… and Move More!
In a lot of ways, it’s easier to tell people how to eat less than how to move more. We all need pretty much the same basic nutrients, and we all have a good idea what we like, but with exercise, it’s a little more complicated.
Before we get to the how, though, we have to know the why.
Why do I need to exercise?
- “I just need to lose some weight and find something — anything — I can stick with.” This is easier than it sounds. Start by figuring out what sounds doable, and then making a very small commitment to get into a habit.
- “I want to get good at a sport or discipline.” There are LOTS of options here – personal trainers and coaches, local sports leagues, martial arts studios, and if money is too tight, often good introductory instruction in books and videos.
- “My doctor said I have to, to help my diabetes (or heart condition).” This is easier than it sounds. Start by figuring out what sounds doable, and then making a very small commitment to get into a habit.
- “I told a friend I would sign up for a charity race with her.” Many charity races have advice about training, and some (like Team in Training) offer extensive coaching and group activities.
Where should I exercise?
- At home: Best for self-starters, you can get a good workout at home if you’re organized, especially if you are OK with buying some equipment. That could be a treadmill (or my favorite: a rowing machine) or a copy of Mark Lauren’s You Are Your Own Gym. This works best if you plan to do something, even if it’s just for a few minutes, every day.
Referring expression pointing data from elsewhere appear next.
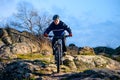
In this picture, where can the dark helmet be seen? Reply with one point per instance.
(55, 17)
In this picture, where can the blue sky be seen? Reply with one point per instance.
(93, 22)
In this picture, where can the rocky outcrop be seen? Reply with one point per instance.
(16, 42)
(83, 62)
(96, 74)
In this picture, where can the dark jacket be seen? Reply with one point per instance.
(59, 29)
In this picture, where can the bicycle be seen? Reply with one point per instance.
(57, 47)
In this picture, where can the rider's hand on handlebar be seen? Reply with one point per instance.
(70, 34)
(46, 35)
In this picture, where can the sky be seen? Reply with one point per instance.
(93, 22)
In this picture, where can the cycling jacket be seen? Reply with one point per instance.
(59, 29)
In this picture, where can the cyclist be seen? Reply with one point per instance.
(58, 27)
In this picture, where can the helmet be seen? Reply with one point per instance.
(55, 17)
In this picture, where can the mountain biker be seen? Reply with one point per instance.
(58, 27)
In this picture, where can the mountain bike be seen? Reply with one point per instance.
(57, 47)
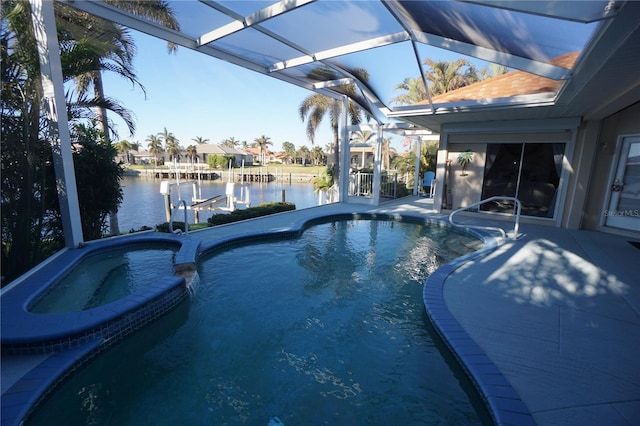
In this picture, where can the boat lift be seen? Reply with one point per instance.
(228, 203)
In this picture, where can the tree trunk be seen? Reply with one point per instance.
(98, 89)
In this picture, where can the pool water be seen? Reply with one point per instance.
(328, 328)
(106, 277)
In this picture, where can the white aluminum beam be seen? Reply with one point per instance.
(251, 20)
(342, 50)
(44, 27)
(529, 65)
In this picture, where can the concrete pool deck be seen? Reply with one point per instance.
(557, 312)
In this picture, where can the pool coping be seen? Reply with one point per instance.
(500, 398)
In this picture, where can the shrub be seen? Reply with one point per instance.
(250, 213)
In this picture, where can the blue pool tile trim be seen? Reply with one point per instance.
(19, 399)
(501, 399)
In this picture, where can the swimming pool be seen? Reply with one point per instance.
(328, 328)
(107, 277)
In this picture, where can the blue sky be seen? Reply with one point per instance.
(195, 95)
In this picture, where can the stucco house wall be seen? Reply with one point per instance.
(604, 163)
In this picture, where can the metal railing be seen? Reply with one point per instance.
(491, 228)
(186, 224)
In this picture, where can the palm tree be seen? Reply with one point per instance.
(231, 142)
(362, 137)
(110, 46)
(317, 155)
(104, 45)
(123, 147)
(445, 76)
(262, 142)
(289, 149)
(200, 140)
(314, 107)
(303, 153)
(171, 145)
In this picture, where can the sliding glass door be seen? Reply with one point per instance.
(528, 171)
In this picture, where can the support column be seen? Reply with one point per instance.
(416, 172)
(377, 167)
(344, 153)
(44, 28)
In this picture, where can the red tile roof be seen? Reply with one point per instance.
(513, 83)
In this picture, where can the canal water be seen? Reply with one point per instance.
(143, 204)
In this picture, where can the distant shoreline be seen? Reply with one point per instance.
(279, 175)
- Outside: Also best for self-starters, vigorous outside exercise generally means running, bicycling, hiking, or team sports. It can also mean just plain walking, though, and almost everyone can use more of that.
- In a gym: Some people need a totally Separate Place that they Go To so they can focus on exercise. Others like going to a place where people are mostly there for the same reason — even if they don’t interact directly with others, they know those people are here to exercise, too. Some people just like having lots of options — plus a locker room and shower — all in the same place. The gym is perfect for all these needs.
- Anywhere! How about a little of each? It doesn’t have to be all at home, all at the gym, or all outside. You take walks with friends or family, find a nice cheap gym you don’t feel bad about visiting only once a week, grab a bike ride or go on a hike when the weather is good, and sign up for classes — or even races — with friends from time to time. This works best if you plan to do something, even if it’s just for a few minutes, every day.
What should I do?
Start with the basics for health:
- Some cardio: The CDC recommends 150 minutes a week of moderate cardio (example: walking 3 miles an hour or faster), or 70 minutes per week of vigorous cardio (bicycling 10 miles a hour or faster; running or jogging)
- Some resistance training: The CDC recommends 2 sessions per week, working all major muscles groups. Lots of things count for this: a weights machine circuit at the gym, lifting free weights, bodyweight exercises (like pushups, planks, and more), and even heavy gardening.
If this is new to you, start small! If you are making a new commitment to exercise, even a few minutes at a time is an improvement — it’s more important to get into a daily habit of being more active than to dive head first into a big program.
Are you creating a new habit of regular exercise? What helps you most? What have you had to overcome?